The human stratum corneum as extended, covalently cross-linked biopolymer: mathematics, molecules, and medicine.

ABSTRACT

A novel mathematical and molecular hypothesis is proposed to account for the peculiar organization of human epidermis. Mathematically, the organization of the interfollicular epidermis is hypothesized to be a tetratomic identity manifesting a gravitational logic in the arrangement of its functional compartments. The squares of the natural numbers; i.e., 1, 4, 9, and 16 are taken, on empirical grounds, to correspond to the number of cell layers in the respective epidermal strata (germinativum, spinosum, granulosum, and corneum).

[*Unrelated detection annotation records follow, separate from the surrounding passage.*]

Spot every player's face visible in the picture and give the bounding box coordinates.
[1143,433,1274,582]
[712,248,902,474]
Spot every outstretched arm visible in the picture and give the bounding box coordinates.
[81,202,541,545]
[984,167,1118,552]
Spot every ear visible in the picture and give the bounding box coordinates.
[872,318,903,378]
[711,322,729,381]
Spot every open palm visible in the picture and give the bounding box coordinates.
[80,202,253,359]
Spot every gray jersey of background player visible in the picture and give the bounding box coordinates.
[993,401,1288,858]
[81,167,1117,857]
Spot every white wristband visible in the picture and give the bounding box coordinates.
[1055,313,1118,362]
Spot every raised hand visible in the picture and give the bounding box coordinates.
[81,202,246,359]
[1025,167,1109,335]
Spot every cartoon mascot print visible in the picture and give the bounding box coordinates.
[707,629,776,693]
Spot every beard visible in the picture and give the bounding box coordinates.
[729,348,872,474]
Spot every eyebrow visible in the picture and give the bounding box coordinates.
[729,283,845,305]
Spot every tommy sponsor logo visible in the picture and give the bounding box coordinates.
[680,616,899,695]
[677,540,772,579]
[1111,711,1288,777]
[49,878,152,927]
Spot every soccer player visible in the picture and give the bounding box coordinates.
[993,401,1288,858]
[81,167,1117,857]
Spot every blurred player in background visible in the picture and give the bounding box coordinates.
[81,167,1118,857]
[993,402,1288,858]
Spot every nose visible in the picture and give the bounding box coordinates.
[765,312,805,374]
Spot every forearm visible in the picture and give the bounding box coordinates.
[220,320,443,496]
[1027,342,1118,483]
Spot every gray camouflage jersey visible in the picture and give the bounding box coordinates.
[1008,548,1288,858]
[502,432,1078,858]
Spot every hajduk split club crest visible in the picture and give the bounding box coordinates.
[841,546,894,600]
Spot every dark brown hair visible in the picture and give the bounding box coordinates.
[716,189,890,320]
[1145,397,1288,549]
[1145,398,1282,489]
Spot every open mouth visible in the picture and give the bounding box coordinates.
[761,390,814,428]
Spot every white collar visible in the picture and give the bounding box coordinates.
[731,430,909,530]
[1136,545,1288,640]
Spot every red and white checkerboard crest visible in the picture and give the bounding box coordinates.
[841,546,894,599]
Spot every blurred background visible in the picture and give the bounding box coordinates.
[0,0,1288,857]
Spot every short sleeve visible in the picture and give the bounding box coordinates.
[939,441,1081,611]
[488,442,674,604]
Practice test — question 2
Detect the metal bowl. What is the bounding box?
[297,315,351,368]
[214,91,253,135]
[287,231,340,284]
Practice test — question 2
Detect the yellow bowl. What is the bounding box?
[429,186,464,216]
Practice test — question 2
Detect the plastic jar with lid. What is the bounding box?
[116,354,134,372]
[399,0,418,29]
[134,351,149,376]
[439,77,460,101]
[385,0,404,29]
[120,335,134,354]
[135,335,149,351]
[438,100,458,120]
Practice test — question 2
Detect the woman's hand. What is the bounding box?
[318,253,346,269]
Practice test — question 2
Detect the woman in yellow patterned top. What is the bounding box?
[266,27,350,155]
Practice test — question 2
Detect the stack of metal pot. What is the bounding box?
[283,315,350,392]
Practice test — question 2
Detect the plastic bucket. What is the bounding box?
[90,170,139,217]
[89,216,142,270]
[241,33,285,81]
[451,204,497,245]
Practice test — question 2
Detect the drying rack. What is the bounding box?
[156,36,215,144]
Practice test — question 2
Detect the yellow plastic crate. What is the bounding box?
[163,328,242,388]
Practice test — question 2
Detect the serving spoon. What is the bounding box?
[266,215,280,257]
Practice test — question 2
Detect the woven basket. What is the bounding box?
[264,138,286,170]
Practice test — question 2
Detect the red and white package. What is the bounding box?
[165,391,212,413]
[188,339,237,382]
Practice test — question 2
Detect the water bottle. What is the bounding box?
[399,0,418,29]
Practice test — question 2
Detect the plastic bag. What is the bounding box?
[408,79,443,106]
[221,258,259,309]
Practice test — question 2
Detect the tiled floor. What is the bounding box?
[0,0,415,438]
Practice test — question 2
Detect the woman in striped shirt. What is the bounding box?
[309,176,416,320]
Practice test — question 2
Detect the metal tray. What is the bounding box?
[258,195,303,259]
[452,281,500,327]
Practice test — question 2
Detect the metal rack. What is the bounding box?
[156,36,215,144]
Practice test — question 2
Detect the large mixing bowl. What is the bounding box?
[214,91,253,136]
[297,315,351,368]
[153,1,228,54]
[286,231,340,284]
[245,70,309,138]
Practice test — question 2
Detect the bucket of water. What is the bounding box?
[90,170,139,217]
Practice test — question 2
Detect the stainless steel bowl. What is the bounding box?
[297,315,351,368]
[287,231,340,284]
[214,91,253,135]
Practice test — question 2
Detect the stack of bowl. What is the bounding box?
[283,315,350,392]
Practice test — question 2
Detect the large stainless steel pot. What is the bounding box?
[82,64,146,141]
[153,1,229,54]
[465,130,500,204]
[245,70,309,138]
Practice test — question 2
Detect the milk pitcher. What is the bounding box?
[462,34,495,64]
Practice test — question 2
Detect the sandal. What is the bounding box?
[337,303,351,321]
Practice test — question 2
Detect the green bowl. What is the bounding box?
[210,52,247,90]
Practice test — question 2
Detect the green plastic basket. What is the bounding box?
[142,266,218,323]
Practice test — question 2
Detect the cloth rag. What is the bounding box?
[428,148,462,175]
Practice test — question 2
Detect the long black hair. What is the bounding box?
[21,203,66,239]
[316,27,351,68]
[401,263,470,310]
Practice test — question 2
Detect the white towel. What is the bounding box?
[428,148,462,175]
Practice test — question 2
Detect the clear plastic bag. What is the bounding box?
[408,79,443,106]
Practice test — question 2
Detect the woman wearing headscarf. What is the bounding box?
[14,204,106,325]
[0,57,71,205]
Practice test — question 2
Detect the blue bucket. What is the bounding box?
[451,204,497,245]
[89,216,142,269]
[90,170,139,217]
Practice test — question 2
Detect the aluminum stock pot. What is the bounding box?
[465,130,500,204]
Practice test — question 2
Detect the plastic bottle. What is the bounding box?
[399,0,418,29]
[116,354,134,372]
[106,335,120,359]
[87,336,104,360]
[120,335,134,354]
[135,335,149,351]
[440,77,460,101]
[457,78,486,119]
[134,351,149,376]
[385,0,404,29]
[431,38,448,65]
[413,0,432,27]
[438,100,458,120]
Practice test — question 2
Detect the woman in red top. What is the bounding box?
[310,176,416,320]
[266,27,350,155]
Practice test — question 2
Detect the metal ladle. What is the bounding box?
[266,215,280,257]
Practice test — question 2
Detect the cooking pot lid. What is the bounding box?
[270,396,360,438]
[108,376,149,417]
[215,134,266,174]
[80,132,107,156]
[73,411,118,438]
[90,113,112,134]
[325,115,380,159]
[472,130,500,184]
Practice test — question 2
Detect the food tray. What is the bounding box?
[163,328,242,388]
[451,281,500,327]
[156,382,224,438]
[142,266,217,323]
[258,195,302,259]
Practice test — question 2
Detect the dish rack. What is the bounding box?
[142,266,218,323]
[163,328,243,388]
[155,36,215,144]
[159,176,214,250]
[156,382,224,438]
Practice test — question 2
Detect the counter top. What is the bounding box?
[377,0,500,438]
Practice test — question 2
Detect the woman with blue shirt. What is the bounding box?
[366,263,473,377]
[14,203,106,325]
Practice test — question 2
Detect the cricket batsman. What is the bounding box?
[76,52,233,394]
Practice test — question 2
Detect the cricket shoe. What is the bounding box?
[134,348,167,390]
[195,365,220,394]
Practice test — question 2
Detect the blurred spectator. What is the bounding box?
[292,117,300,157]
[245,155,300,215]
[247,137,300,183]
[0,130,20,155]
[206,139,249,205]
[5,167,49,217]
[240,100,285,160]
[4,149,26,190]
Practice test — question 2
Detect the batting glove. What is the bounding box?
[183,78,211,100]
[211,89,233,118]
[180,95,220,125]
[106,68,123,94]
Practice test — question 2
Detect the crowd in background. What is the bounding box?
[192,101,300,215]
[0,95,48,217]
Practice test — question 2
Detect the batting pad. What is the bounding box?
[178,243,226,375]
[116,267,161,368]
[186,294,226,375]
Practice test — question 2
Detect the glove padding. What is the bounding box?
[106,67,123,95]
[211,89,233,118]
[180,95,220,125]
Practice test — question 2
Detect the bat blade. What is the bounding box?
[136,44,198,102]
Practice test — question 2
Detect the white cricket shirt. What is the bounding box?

The outer two strata, overlying the Langerhans cells, constitute the 'living' and 'dead' components of the traditional 'epidermal barrier'. Together, these two strata illustrate in their union of 9 + 16 = 25 cells, a way of conceiving the skin surface (the body-environment identity) as both closure and contact. The organization of human epidermis into functional units based on phi, the golden section ratio, builds upon this gravitational logic. Finally, the fact that the extensively cross-linked proteolipid envelope of the cornified epidermal cell is a single multi-gene molecule is deemed scientifically incontrovertible. The molecular hypothesis in need of validation and verification is whether the corneodesmosomal 'rivets' linking one corneocyte to another are covalently bonded structures. If so, the cornified scaffolding of the stratum corneum constitutes a highly organized, extended, multi-gene, polymer molecule strategically located precisely at the shared surface of the body and environment. This hypothesis places the differentiated structure of the epidermis, an ectodermal derivative like the brain, front and center in the translation of molecular biology to clinical bedside care.